BluBracket code security tools are optimized to prevent risks from getting into code, and to promote the process of continuous improvement that reduces existing risks from code over time.
Preventing risks in code
As developers, we depend on a quick feedback loop to understand if our code is working and does what is expected. BluBracket tools can offer automated security guidance as part of that feedback loop, in the IDE of your choice, pre-commit, and as part of the CI flow.
Popular IDEs, such as VS Code and IntelliJ, present messages from pre-commit hooks in context so you don’t have to interrupt your flow to get feedback.
- FAQ: supported IDEs .
The BluBracket CLI scan for secrets, PII, and non-inclusive language before commits, to prevent risks from ever getting into repos from the start.
The CLI supports local configuration with directives in
~/.blubracket/, repo-level configuration for all committers to the repo with directives in
.blubracket/ at the repo root, and global configuration for all users of a BluBracket account with directives set at that level. Additionally, inline directives inserted as code comments can be used to mark specific items to ignore, putting decisions about how to handle selected code risks in context with the code.
Users can choose to make pre-commit risk detection a blocking or non-blocking feature, to support whatever workflow a developer prefers.
- Usage guide: installing and using the CLI .
Pre-commit hooks prevent most risks before they ever get into a repo, but CI checks provide an extra layer of guidance for teams.
GitHub is just one supported code server and CI environment .
As with pre-commit hooks, CI checks and all BluBracket’s server-side code scanning supports repo-level configuration with directives in
.blubracket/ at the repo root, and global configuration for all users and all repos in a BluBracket account with directives set at that level. Additionally, inline directives inserted as code comments can be used to mark specific items to ignore, putting decisions about how to handle selected code risks in context with the code.
- Usage guide: configuring CI checks .
BluBracket can send alerts any time it finds new risks committed to monitored repos. Messaging a Slack channel is just one option, see the full list of configurations for more .
Understanding and taking action on existing risks
Preventing new risks from getting into your code is one of the most important steps to continuous improvement.

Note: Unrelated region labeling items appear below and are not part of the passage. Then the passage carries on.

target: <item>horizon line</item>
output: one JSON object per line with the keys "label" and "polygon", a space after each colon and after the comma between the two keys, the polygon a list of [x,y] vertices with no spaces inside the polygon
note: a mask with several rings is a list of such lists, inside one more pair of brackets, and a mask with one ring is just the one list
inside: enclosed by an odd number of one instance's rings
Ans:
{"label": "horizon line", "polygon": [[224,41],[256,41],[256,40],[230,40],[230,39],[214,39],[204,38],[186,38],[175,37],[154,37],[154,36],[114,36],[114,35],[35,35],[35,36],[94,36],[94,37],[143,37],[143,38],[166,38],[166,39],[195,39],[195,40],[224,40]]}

Understanding your overall code health so you can prioritize and track your efforts at continuous improvement is the next most critical step.

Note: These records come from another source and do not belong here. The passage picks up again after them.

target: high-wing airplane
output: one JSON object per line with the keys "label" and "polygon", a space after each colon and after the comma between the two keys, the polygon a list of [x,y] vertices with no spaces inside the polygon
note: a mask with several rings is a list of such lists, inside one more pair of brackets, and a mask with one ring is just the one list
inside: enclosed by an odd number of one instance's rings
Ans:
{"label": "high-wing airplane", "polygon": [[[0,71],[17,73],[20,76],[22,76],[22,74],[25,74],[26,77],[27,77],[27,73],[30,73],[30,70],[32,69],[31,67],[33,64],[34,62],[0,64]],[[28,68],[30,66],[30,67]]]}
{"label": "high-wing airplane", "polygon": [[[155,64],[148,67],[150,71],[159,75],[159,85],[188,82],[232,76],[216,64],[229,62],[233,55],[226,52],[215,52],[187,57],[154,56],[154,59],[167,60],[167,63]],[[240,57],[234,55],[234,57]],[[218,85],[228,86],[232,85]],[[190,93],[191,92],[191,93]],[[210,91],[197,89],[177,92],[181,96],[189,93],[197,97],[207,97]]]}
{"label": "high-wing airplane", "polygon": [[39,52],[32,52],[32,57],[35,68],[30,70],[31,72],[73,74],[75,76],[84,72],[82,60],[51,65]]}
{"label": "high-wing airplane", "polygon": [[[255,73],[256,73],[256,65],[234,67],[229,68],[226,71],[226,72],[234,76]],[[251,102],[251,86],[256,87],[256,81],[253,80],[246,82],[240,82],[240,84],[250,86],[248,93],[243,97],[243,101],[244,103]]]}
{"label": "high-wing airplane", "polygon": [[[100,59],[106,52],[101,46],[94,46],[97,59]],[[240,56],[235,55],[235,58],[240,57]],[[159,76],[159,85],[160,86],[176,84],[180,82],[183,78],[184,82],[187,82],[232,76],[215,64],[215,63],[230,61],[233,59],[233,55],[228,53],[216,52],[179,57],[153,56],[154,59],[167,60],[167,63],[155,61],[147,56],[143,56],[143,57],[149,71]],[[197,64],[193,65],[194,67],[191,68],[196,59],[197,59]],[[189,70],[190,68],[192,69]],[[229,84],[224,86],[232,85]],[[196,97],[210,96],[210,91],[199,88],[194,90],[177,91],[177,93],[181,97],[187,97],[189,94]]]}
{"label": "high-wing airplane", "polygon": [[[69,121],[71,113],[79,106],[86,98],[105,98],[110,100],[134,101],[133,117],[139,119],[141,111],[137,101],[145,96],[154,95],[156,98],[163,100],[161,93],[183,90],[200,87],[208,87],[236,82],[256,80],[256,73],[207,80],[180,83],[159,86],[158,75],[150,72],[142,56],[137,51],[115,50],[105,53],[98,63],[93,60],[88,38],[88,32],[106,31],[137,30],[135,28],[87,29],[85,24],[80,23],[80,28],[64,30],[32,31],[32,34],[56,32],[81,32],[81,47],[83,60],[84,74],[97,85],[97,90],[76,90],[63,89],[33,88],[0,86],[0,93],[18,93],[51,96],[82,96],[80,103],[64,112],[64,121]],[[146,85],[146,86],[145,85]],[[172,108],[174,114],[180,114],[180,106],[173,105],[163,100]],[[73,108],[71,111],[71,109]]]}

Reviewing those risks in the BluBracket dashboard allows you to see the overall health of your scanned codebase, the areas of highest risk, and find specific issues you can act on now to improve your code security.
Repo risk scores
BluBracket evaluates the health of every scanned repo and sums it up in an easy-to-understand score so you can rank and prioritize effort across your codebase.
Detailed filtering and reporting
Filtering tools allow you to take control to see exactly what risks exist in your codebase and where to target and prioritize efforts based on your specific code condition and threat model.

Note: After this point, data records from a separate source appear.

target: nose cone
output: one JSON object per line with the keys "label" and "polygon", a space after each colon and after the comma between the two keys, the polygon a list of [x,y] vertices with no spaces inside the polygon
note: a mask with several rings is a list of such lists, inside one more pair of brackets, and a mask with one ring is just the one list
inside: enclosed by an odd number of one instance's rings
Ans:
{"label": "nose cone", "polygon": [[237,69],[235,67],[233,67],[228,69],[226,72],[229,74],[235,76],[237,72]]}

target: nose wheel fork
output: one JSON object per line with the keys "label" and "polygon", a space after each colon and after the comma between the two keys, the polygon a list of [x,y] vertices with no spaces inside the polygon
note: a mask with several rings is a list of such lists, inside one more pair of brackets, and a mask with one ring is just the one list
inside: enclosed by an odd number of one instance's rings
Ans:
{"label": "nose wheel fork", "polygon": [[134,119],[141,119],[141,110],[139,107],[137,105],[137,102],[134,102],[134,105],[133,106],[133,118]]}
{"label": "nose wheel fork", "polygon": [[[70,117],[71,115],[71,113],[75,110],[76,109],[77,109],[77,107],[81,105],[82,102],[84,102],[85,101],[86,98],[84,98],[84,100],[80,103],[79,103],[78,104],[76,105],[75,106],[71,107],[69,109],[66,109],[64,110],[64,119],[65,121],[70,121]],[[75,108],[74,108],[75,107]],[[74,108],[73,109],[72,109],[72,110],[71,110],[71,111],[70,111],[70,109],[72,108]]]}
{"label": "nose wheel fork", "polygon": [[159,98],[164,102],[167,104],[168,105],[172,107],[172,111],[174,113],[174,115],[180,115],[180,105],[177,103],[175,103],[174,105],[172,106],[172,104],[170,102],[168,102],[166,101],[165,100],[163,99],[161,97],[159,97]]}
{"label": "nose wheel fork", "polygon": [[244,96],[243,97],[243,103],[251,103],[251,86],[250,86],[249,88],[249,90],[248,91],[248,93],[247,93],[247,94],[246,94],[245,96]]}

Automated git access & configuration monitoring
It’s as important to monitor who and what has access to code as it is to monitor the risks in the code. BluBracket’s tools make it easy to support multiple privilege models as needed for your organization.
Privilege models that grant developers broad access to code and workflow configuration by default can enable increased productivity and innovation across the codebase, but require automatic and continuous auditing of access and configuration to ensure security.
Least privilege models can maximize security, but enforcing it with common git code servers can be difficult without automated, continuous audits of access and configuration.
BluBracket’s git access and configuration monitoring tools make it easy to see who and what has access across the codebase, and alert when access permissions don’t conform to policy.